As you can see, all you have to do when you fill out this report is fill in the appropriate block showing either no defects found or defect(s) encountered. If you find a defect, you have to describe the problem in writing so the mechanic can locate the needed repair. Of course, the driver may make the repair personally if she or he is knowledgeable enough to do so. There is a special line on this newer form for the driver's signature if she or he makes the repair. A separate line is for the mechanic's signature if the mechanic makes the repair.
The report form is quite well-designed because it provides a special box where the driver can note "Above defects need not be corrected for safe operation of vehicle." However, the driver still has to make a wise decision about whether or not the vehicle is safe without correction of the defect.
The problem with the form is that it doesn't provide a very good legal record of the thoroughness of the inspection the driver made, either at the beginning or the end of the day's run. If the vehicle is involved in an accident and there is a question about whether or not the driver was driving an unsafe vehicle, the driver and trucking company may be in hot water.
DO: Fill out one copy of this simplified inspection form as Harmon Skywalker would during his pre-trip inspection if he were using the form, and one for Benny Guiterez. Then, answer the following questions.
Pretend you are Benny Guiterez and you had checked the fifth wheel lock before heading out onto the street. Your trailer still ended up on its nose. Your supervisor doesn't believe you checked it. What proof do you have that you did? Would you have any better proof of your inspection if you had used one of the forms? Explain why or why not.
What comments might Harmon Skywalker make in the space for details of the inspection? Would they be different during a post-trip inspection than during a pre-trip inspection? Should they be different?
For many years government agencies have been inspecting trucks for defects. Many states have for years run random equipment checks. In California, this inspection was very detailed. All equipment was checked over.
Now, a number of states and Canadian provinces have joined together to standardize the inspection of commercial vehicles and to save time so that more vehicles can be checked. This should improve safety on our highways. The new inspection method saves time because it focuses on only some vehicle equipment and driver requirements: the ones most often identified as causing or contributing to truck accidents. These are the brakes, steering, tires and wheels, drawbars and fifth wheels, and hours of service.
The group behind the standardized critical item inspection is the Commercial Vehicle Safety Alliance or the CVSA. And at the time of print, all of the agencies listed in Chart No. 8-1, are members of this group.

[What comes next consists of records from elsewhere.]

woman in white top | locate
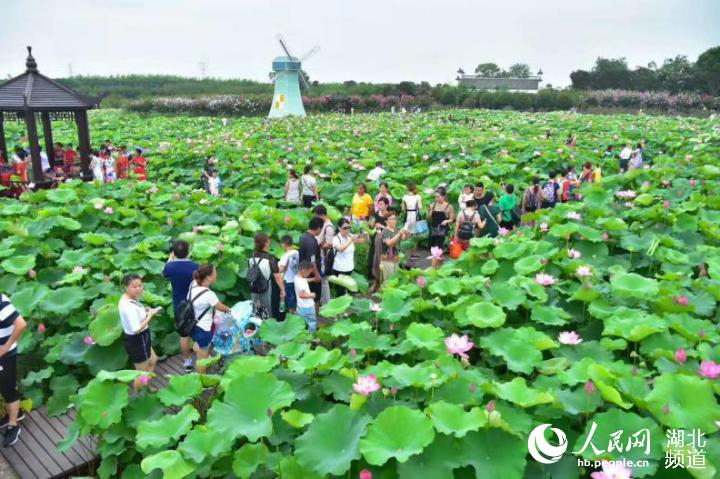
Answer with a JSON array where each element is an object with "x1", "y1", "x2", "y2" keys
[
  {"x1": 402, "y1": 181, "x2": 422, "y2": 234},
  {"x1": 188, "y1": 264, "x2": 230, "y2": 373},
  {"x1": 300, "y1": 165, "x2": 320, "y2": 208},
  {"x1": 285, "y1": 170, "x2": 301, "y2": 205},
  {"x1": 118, "y1": 274, "x2": 161, "y2": 391}
]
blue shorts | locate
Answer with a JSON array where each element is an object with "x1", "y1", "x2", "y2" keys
[
  {"x1": 190, "y1": 326, "x2": 212, "y2": 349},
  {"x1": 285, "y1": 283, "x2": 297, "y2": 309}
]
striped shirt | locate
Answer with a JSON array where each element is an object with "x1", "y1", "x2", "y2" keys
[{"x1": 0, "y1": 294, "x2": 20, "y2": 356}]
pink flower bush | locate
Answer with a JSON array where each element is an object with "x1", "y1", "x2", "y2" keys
[
  {"x1": 445, "y1": 334, "x2": 475, "y2": 359},
  {"x1": 535, "y1": 273, "x2": 557, "y2": 286},
  {"x1": 698, "y1": 361, "x2": 720, "y2": 379},
  {"x1": 353, "y1": 374, "x2": 380, "y2": 396},
  {"x1": 558, "y1": 331, "x2": 582, "y2": 346},
  {"x1": 590, "y1": 461, "x2": 632, "y2": 479},
  {"x1": 566, "y1": 211, "x2": 582, "y2": 221},
  {"x1": 427, "y1": 246, "x2": 443, "y2": 261},
  {"x1": 675, "y1": 348, "x2": 687, "y2": 364},
  {"x1": 575, "y1": 265, "x2": 592, "y2": 278}
]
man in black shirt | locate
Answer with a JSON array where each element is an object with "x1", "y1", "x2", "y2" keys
[
  {"x1": 473, "y1": 181, "x2": 492, "y2": 210},
  {"x1": 299, "y1": 216, "x2": 324, "y2": 309}
]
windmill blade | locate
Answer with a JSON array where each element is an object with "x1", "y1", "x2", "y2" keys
[
  {"x1": 300, "y1": 45, "x2": 320, "y2": 62},
  {"x1": 277, "y1": 34, "x2": 295, "y2": 58}
]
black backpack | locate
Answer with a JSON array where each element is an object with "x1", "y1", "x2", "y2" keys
[
  {"x1": 247, "y1": 257, "x2": 270, "y2": 294},
  {"x1": 175, "y1": 289, "x2": 212, "y2": 338},
  {"x1": 458, "y1": 211, "x2": 476, "y2": 241}
]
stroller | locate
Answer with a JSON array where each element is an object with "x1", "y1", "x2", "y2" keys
[{"x1": 213, "y1": 301, "x2": 268, "y2": 359}]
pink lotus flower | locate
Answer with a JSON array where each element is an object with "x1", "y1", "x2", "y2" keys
[
  {"x1": 445, "y1": 334, "x2": 475, "y2": 359},
  {"x1": 558, "y1": 331, "x2": 582, "y2": 346},
  {"x1": 590, "y1": 461, "x2": 632, "y2": 479},
  {"x1": 575, "y1": 265, "x2": 592, "y2": 278},
  {"x1": 698, "y1": 361, "x2": 720, "y2": 379},
  {"x1": 568, "y1": 248, "x2": 582, "y2": 259},
  {"x1": 535, "y1": 273, "x2": 557, "y2": 286},
  {"x1": 427, "y1": 246, "x2": 443, "y2": 261},
  {"x1": 583, "y1": 380, "x2": 597, "y2": 396},
  {"x1": 567, "y1": 211, "x2": 582, "y2": 221},
  {"x1": 675, "y1": 348, "x2": 687, "y2": 364},
  {"x1": 353, "y1": 374, "x2": 380, "y2": 396}
]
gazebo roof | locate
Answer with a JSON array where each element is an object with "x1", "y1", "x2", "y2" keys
[{"x1": 0, "y1": 47, "x2": 100, "y2": 111}]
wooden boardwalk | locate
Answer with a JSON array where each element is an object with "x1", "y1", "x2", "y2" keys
[{"x1": 0, "y1": 355, "x2": 185, "y2": 479}]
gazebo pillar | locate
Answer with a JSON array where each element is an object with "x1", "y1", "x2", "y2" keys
[
  {"x1": 41, "y1": 111, "x2": 55, "y2": 168},
  {"x1": 25, "y1": 111, "x2": 45, "y2": 183},
  {"x1": 0, "y1": 115, "x2": 10, "y2": 165},
  {"x1": 75, "y1": 110, "x2": 92, "y2": 178}
]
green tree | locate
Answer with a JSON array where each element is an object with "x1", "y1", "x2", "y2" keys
[{"x1": 694, "y1": 47, "x2": 720, "y2": 95}]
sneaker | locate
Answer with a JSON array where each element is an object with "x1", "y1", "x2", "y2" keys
[
  {"x1": 0, "y1": 411, "x2": 25, "y2": 431},
  {"x1": 183, "y1": 358, "x2": 195, "y2": 373},
  {"x1": 3, "y1": 426, "x2": 20, "y2": 447}
]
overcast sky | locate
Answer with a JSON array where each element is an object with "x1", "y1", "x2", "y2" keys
[{"x1": 0, "y1": 0, "x2": 720, "y2": 86}]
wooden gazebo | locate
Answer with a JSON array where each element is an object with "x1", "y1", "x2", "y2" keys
[{"x1": 0, "y1": 47, "x2": 100, "y2": 184}]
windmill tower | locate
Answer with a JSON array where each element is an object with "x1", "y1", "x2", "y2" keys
[{"x1": 268, "y1": 35, "x2": 319, "y2": 118}]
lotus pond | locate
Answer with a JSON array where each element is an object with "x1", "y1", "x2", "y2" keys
[{"x1": 0, "y1": 111, "x2": 720, "y2": 479}]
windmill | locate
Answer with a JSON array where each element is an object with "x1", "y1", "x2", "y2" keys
[{"x1": 268, "y1": 35, "x2": 320, "y2": 118}]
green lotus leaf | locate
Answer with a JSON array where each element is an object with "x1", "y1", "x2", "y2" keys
[
  {"x1": 405, "y1": 323, "x2": 444, "y2": 351},
  {"x1": 260, "y1": 314, "x2": 306, "y2": 345},
  {"x1": 647, "y1": 374, "x2": 720, "y2": 434},
  {"x1": 610, "y1": 273, "x2": 660, "y2": 300},
  {"x1": 140, "y1": 449, "x2": 195, "y2": 479},
  {"x1": 573, "y1": 409, "x2": 665, "y2": 477},
  {"x1": 40, "y1": 286, "x2": 86, "y2": 316},
  {"x1": 178, "y1": 425, "x2": 233, "y2": 464},
  {"x1": 360, "y1": 406, "x2": 435, "y2": 466},
  {"x1": 496, "y1": 377, "x2": 555, "y2": 408},
  {"x1": 295, "y1": 404, "x2": 370, "y2": 476},
  {"x1": 430, "y1": 278, "x2": 462, "y2": 296},
  {"x1": 90, "y1": 304, "x2": 123, "y2": 346},
  {"x1": 0, "y1": 254, "x2": 35, "y2": 276},
  {"x1": 458, "y1": 302, "x2": 506, "y2": 328},
  {"x1": 47, "y1": 188, "x2": 78, "y2": 204},
  {"x1": 207, "y1": 373, "x2": 295, "y2": 442},
  {"x1": 280, "y1": 409, "x2": 315, "y2": 429},
  {"x1": 75, "y1": 379, "x2": 129, "y2": 429},
  {"x1": 135, "y1": 404, "x2": 200, "y2": 449},
  {"x1": 158, "y1": 373, "x2": 203, "y2": 406},
  {"x1": 233, "y1": 442, "x2": 270, "y2": 479},
  {"x1": 425, "y1": 401, "x2": 487, "y2": 437},
  {"x1": 320, "y1": 295, "x2": 353, "y2": 318}
]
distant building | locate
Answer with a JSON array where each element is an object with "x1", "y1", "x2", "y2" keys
[{"x1": 456, "y1": 70, "x2": 542, "y2": 93}]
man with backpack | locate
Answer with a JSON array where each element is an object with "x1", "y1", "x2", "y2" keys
[
  {"x1": 455, "y1": 200, "x2": 485, "y2": 251},
  {"x1": 298, "y1": 216, "x2": 325, "y2": 316},
  {"x1": 163, "y1": 240, "x2": 200, "y2": 372}
]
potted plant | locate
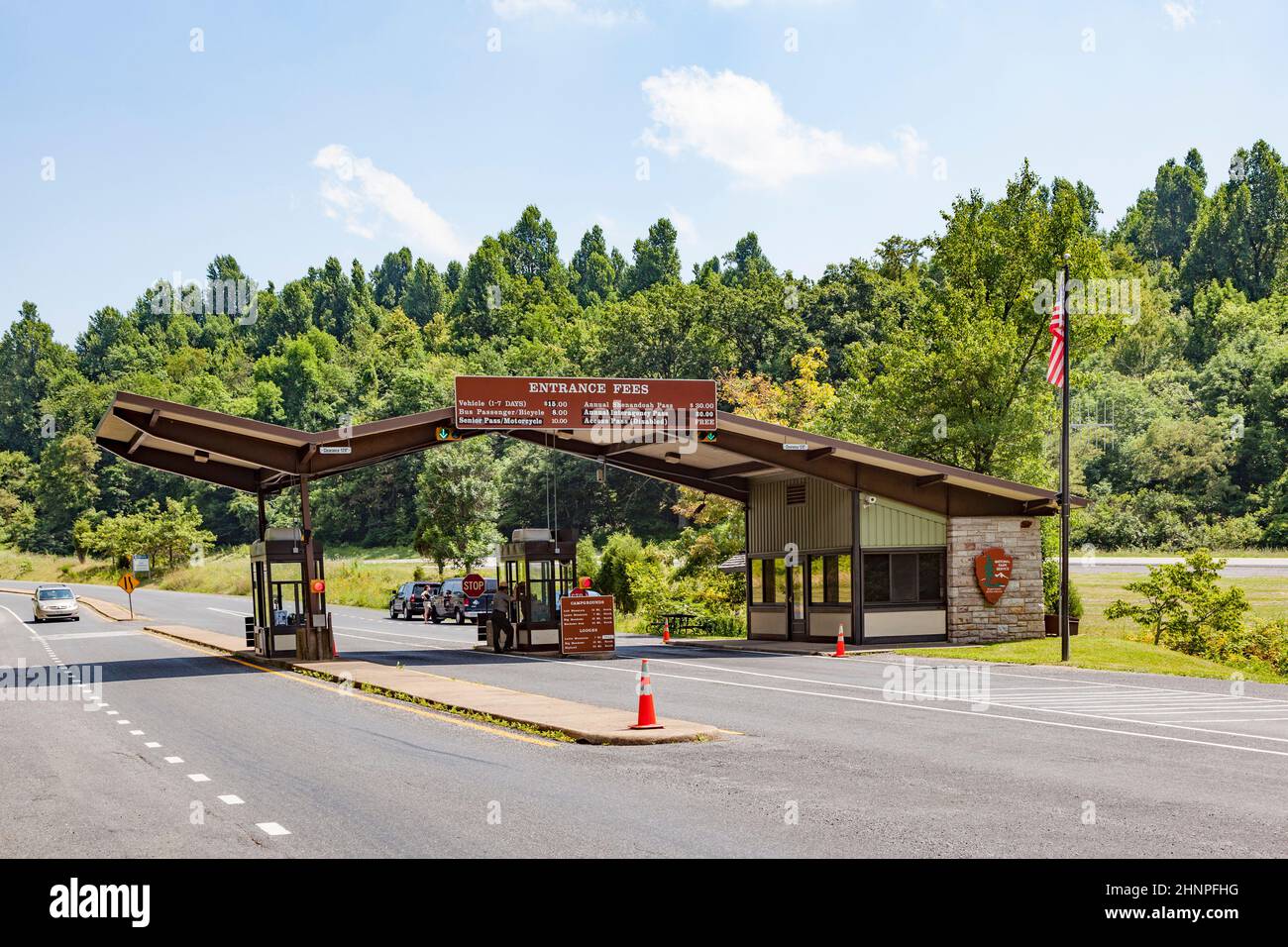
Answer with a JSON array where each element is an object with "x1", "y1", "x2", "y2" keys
[{"x1": 1042, "y1": 559, "x2": 1082, "y2": 638}]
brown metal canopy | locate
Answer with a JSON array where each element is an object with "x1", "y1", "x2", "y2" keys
[{"x1": 95, "y1": 391, "x2": 1086, "y2": 515}]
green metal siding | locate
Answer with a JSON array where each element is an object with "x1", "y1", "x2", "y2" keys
[
  {"x1": 747, "y1": 476, "x2": 854, "y2": 556},
  {"x1": 859, "y1": 493, "x2": 948, "y2": 549}
]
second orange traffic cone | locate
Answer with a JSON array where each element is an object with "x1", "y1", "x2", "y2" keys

If you are traveling in a state or Canadian province which is a member of the CVSA, expect to have your rig inspected along the way. Even if there is no check point set up, you can be inspected any time you are pulled over by a highway patrol officer or similar official. This can be for something as minor as a burned-out light or as critical as reckless driving. If you pass the inspection, the inspector will give you a CVSA decal. CVSA decals are colored differently for each quarter of the year and are valid for the month they're issued in, plus two months.
Generally, you won't be inspected again during that period unless an inspector notices a visible defect. That's a second way in which the new inspection program saves time. Not only will the inspections be shorter, you shouldn't have to undergo as many check as drivers had to in the past.
Chart No. 8-2 shows the things the CVSA inspection concentrates on. As you look through the chart, ask yourself if your present pre- and post-trip inspections check out these critical items thoroughly.
- Locate all of the above items on a tractor-trailer. Discuss each item within your group. Is the item structurally sound, free of damage, and safe for road travel? If you are not sure, ask your instructor if he or she thinks the item would pass the critical item inspection.
- Compare the items in Chart 8-2 with the items listed on the Driver's Inspection Report that you filled out in Instructional Exercise #1 of this article. Place a check mark next to the item in Chart 8-2 if it is also listed in the Driver's Inspection Report (the multi-copy inspection form). If it is not specifically listed, don't check it off. For example, "Brakes" are listed on the Driver's Inspection Report, but "Brake Shoes" are not, so don't check off "Brake Shoes" on Chart 8-2.
- Now look at all the unchecked items in Chart 8-2. Then answer these questions.
a. When will these critical items be checked in the day-to-day operation of a truck?
b. Who will be the first person to find defects in these critical items?
c. Since these items are considered critical by the CVSA, does that mean you should be checking them every day?
d. Your inspection reports ask you to check off "Steering" after you've checked it out. Does checking out the steering mean checking the tie rod and pitman arm as well as other parts of the steering mechanism? Should you check off "Steering" if you haven't checked the tie rod and pitman arms?